Ideally, you'll plan your descent from your cruise altitude to arrive at least a couple of miles from your destination at pattern altitude so you're not descending into the pattern. At pattern altitude it'll be easier to scan for other traffic in the pattern, since they'll appear on the horizon and not be obscured by ground clutter.
It takes a little simple math to determine when to begin your descent. If you're going to descend at 120 knots with a descent rate of 500 feet per minute, it will take you four miles for every thousand of feet you lose. Let's say you're cruising at 8,500 feet and the airport elevation is 500 feet. You'll want to be at pattern altitude (1,500 feet) about three miles from the airport. You'll need to lose 7,000 feet.
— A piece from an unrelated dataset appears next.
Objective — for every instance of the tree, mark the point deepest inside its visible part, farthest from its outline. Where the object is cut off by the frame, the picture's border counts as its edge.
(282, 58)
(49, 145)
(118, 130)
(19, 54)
Four times seven (thousand) is 28. You'll need to start your descent when you're 31 miles out from the airport, so you'll be at 1,500 feet three miles from the airport.
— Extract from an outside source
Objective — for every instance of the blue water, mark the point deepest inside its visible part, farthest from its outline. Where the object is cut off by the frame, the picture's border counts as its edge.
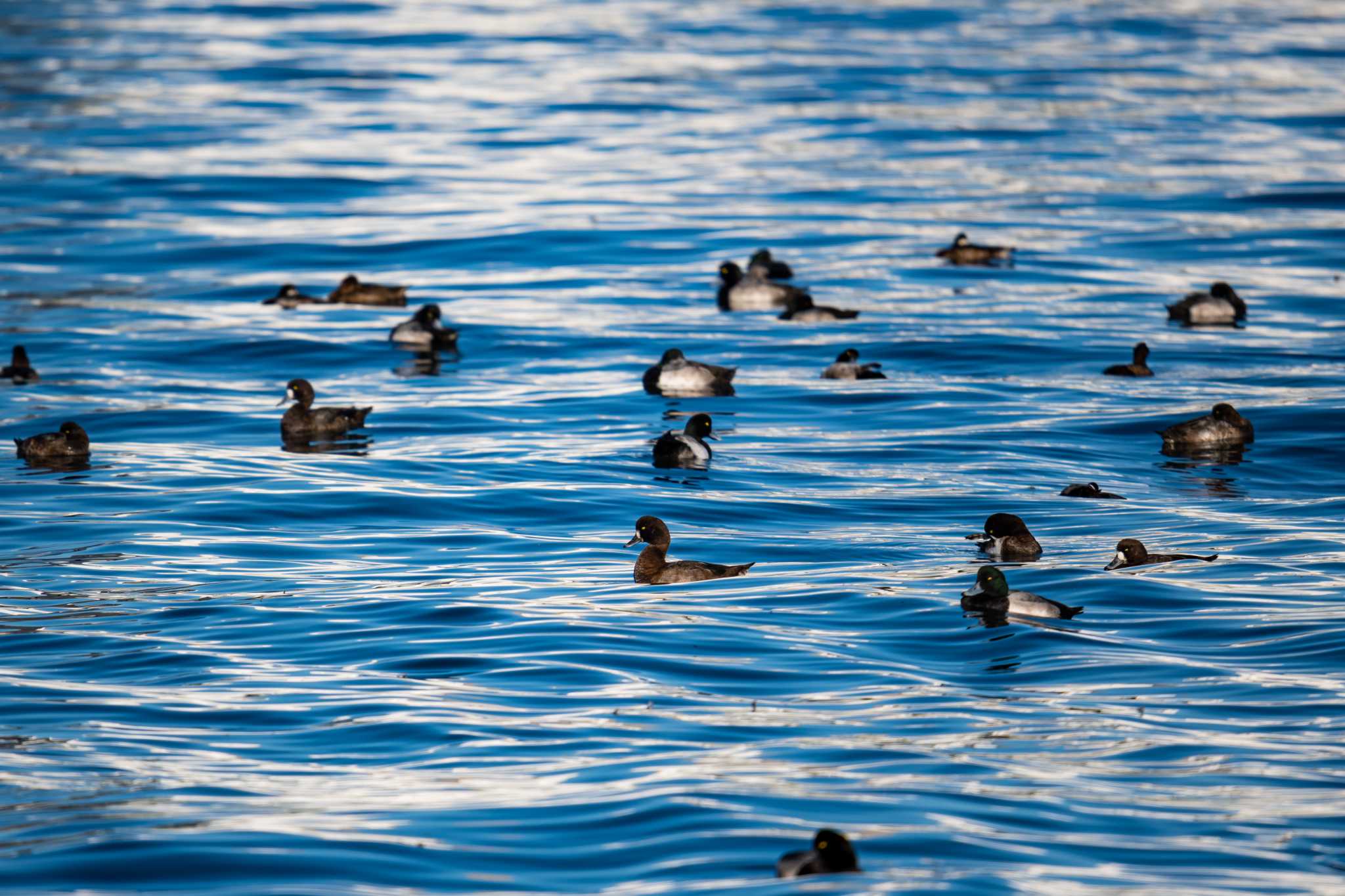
(422, 666)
I'm always surprised when an accident report indicates that the pilot failed to file a VFR flight plan. Many flight schools require that students file a flight plan on every cross-country flight and it's a good habit to get into. A VFR flight plan is an insurance policy that will pay off if you have to land off-airport somewhere.
Unless you're heard from within 30 minutes of the time you indicated in your flight plan as your estimated time en route, a search will be initiated to locate you and your airplane. If phone calls to your destination and other likely airports along the route don't turn up your presence, a search and rescue operation will be initiated. If you're landing at a tower-controlled airport you can ask the controller to close your flight plan, otherwise, you'll have to call the 800/WX-BRIEF number to close it.
If it's been a while since you've made a VFR cross-country flight, you're missing out. Plan the strategy carefully but fly tactically, taking into account changes that inevitably occur, and you'll find a VFR cross-country a nice reminder of why you started flying in the first place. Turns out, you really can get there from here, and getting there is often more than half the fun. Enjoy!